06. Sparse Retrieval BM25
Chapter 6 of 24 · 15 min
BM25 (Best Matching 25) is a probabilistic retrieval model that ranks documents based on term frequency and document length normalization.
Term frequency saturation prevents common terms from dominating. At a certain frequency, additional occurrences add minimal value. The parameter k1 controls saturation rate—typical values range from 1.2 to 2.0.
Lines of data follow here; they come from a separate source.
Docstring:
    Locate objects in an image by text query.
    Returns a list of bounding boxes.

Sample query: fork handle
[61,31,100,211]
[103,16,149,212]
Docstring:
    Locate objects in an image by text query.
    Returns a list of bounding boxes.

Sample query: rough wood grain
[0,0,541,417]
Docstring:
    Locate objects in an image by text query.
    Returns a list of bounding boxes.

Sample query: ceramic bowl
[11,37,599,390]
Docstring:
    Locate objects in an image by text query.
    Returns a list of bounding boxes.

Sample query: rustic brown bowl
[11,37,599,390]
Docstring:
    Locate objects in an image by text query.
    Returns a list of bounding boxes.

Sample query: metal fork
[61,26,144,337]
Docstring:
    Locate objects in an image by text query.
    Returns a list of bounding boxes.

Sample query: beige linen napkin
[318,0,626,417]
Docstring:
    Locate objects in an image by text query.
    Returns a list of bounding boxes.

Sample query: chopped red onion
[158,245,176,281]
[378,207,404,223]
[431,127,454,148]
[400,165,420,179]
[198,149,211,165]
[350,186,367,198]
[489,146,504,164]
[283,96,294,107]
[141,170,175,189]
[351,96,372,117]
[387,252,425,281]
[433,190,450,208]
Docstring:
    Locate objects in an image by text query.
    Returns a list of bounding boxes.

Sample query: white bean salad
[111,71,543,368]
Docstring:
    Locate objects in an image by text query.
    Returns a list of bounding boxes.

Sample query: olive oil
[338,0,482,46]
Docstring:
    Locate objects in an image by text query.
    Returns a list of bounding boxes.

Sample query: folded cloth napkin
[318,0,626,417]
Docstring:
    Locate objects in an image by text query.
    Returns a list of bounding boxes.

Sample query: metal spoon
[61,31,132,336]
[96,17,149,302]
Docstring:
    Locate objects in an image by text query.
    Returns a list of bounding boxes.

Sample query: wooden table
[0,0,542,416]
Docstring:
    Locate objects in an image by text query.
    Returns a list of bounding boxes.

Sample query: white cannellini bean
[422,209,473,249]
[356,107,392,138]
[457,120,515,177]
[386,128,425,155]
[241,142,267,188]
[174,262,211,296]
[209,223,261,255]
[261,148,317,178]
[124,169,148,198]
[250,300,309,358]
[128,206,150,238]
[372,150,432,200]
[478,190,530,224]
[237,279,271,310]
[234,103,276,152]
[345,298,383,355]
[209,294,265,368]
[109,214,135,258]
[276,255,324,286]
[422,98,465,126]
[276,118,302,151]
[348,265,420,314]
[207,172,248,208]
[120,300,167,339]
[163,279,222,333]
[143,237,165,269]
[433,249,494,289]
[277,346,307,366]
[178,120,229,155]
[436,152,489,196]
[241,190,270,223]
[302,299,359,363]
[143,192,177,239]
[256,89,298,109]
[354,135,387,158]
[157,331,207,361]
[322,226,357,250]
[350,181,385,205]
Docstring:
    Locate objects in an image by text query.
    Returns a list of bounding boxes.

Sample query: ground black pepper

Document length normalization prevents bias toward longer documents. A term appearing once in a 10-word abstract is more significant than the same term appearing once in a 500-page book.
import math
from collections import Counter, defaultdict
class BM25Retriever:
def __init__(self, k1: float = 1.5, b: float = 0.75):
self.k1 = k1
self.b = b
self.doc_lengths = []
self.avg_doc_length = 0
self.doc_term_freqs = []
self.idf = {}
self.doc_count = 0
def index(self, documents: List[str]):
"""Build BM25 index from documents."""
self.doc_count = len(documents)
self.doc_lengths = []
self.doc_term_freqs = []
# Count documents containing each term
doc_freq = defaultdict(int)
for doc in documents:
tokens = self._tokenize(doc)
self.doc_lengths.append(len(tokens))
term_freq = Counter(tokens)
self.doc_term_freqs.append(term_freq)
for term in set(tokens):
doc_freq[term] += 1
self.avg_doc_length = sum(self.doc_lengths) / self.doc_count
# Calculate IDF for each term
for term, df in doc_freq.items():
self.idf[term] = math.log((self.doc_count - df + 0.5) / (df + 0.5) + 1)
def search(self, query: str, top_k: int = 10) -> List[dict]:
"""Retrieve documents by BM25 score."""
query_tokens = self._tokenize(query)
scores = []
for idx, term_freq in enumerate(self.doc_term_freqs):
score = 0
doc_length = self.doc_lengths[idx]
for term in query_tokens:
if term not in self.idf:
continue
tf = term_freq.get(term, 0)
idf = self.idf[term]
# BM25 formula
numerator = tf * (self.k1 + 1)
denominator = tf + self.k1 * (1 - self.b +
self.b * doc_length / self.avg_doc_length)
score += idf * (numerator / denominator)
scores.append((idx, score))
# Sort by score descending
scores.sort(key=lambda x: x[1], reverse=True)
return [{'index': idx, 'score': score} for idx, score in scores[:top_k]]
def _tokenize(self, text: str) -> List[str]:
"""Simple tokenization: lowercase, alphanumeric only."""
return re.findall(r'\b[a-z0-9]+\b', text.lower())
EXERCISE
Implement BM25 and evaluate against a naive TF-IDF baseline on a document ranking task. Measure Spearman correlation between methods.